We arrived at the register around 12.15. There were the usual Memorial Day crowds up there and there was quite a waiting list to get the register and sign it. The sun came and went as clouds breezed past, but there wasn't much wind and it wasn't all that cold. Kai cracked the whip around 1 pm and we headed back down again.

Descending the loose gully we saw Charles and Janice but there was no sign of the others. We found out later that they had traversed around to the other side and summitted using the final portion of the south side routes. This avoids the loose rock and would be a preferable alternative. We were able to plunge step our way back down the first steep snow, avoiding having to put our crampons back on at all.

Once we had got around the last bit of rock outcrops the fun really started. The warmth of the air and the sun had softened the snow to a perfect glissading consistency, so it was into rain pants for some of the best glissading imaginable: high speed descending with showers of snow every time the boots dug in a little. We were able to descend in this manner almost the whole way, and were back in camp by 3.30. That made 6 hours up and 2 1/2 hours down. While all this was going on, the group of slower but determined and valiant climbers, led by a determined to bring everyone to the top leader, George, kept going steadily, not so far behind the faster group as Kai's voice could still be heard for a long while. We took breaks, ate snacks, regrouped and drank regularly and even took some pulse checks to monitor our efforts. We also passed some roped parties without stepping on their ropes with our sharp crampons. Such care was not always appreciated though. Our group had the utter misfortune to cross words with a bona fide arsehole. There were actually three groups of roped mountaineers with paid guides. We intersected with two of the groups several times, literally criss-crossing while traversing several gullies. One leader, who looked like a villain from Oliver Twist, or a deadbeat pirate, and his group, who looked worn and NOT happy, were slowing down on a section of rock between two snow gullies. We were almost to the top! Anne asked to pass, and quickly did so. I (Debbie) started to pass below them when the leader barked, That's not how you hold an ice axe - you could fall on those rocks and really hurt yourself. I ignored him.

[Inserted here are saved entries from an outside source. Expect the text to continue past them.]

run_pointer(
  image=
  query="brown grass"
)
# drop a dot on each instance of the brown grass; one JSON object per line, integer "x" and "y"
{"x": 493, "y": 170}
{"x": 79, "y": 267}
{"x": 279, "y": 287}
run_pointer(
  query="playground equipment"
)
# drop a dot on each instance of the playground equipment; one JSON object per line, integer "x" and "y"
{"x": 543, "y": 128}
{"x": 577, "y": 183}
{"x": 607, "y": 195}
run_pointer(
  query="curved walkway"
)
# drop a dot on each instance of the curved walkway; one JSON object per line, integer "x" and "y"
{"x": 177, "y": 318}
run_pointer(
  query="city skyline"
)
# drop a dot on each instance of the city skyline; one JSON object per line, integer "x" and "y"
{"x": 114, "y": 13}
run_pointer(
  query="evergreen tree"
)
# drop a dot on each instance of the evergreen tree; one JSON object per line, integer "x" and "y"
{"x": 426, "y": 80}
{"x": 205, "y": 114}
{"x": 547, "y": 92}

As we reached the end of the rock, near the sulphur springs, once again the pirate leader blasted us with, Are you people a consolidated group - are you together or what? . Even Anne's question of What do you mean did not deter the fellow from lecturing on the perils of climbing Shasta and listing all the people who had died this past year. Perhaps he was trying to impress his clients.

By 1:45 all but one reached the top. The descent was no picnic as facing the steep snowy slopes downward was a challenge against fatigue. Lightening from threatening dark clouds obscured the joy of glissading, but we all made it back to camp by 6 pm.

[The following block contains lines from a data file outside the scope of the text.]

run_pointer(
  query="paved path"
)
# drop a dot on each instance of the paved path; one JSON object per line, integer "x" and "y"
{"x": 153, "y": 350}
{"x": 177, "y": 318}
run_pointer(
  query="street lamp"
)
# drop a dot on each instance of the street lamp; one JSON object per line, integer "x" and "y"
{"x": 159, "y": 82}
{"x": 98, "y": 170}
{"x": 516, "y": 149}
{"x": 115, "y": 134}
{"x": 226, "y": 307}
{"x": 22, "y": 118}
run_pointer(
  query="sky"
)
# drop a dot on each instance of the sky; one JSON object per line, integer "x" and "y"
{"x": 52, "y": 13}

In an attempt to beat the traffic going home, the departure time the next morning was set for 8 am, amidst some grumbling about having to get up at 6 am. This did get us home early, although a good alternative which other parties could consider, is to spend the 3rd day in the area, rather than stuck in a car in heavy traffic. In particular, a hike over to the ice fall at the terminus of the Hotlum Glacier looked as though it would be well worth it.

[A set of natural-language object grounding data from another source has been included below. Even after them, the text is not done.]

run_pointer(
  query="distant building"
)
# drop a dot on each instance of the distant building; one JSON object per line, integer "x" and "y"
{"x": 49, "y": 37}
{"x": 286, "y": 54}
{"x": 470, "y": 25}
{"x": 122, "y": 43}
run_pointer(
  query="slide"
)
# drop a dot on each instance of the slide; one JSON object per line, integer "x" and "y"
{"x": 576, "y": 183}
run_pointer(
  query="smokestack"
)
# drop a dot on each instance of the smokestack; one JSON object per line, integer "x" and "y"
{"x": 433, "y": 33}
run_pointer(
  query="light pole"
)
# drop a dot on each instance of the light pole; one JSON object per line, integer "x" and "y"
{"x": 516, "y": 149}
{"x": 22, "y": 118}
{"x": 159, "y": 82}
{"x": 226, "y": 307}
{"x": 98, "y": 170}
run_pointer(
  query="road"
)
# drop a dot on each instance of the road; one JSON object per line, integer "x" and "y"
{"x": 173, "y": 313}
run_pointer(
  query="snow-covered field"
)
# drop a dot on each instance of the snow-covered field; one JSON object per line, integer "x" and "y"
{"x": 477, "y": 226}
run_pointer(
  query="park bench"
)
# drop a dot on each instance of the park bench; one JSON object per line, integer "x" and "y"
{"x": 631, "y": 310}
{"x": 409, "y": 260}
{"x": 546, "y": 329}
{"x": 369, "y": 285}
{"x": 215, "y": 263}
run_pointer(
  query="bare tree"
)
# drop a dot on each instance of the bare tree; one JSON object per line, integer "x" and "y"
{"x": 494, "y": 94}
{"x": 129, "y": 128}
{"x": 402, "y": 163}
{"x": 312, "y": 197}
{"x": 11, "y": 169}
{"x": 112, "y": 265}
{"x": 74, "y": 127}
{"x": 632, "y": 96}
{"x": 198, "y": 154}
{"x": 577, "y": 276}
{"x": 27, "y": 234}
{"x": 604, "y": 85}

The big mistake of the trip was to stop at the bagel shop next to the Fifth Season in Mt Shasta City for lunch and some of us order some of the cooked breakfast dishes. They were delicious, but the service was TERRIBLE. While everyone else got their sandwiches, ate them and left, we had to wait 45 minutes just to get our meals. What's worse, they told us we would have to wait only 10 or 15 minutes . They definitely don't have their act together with large crowds.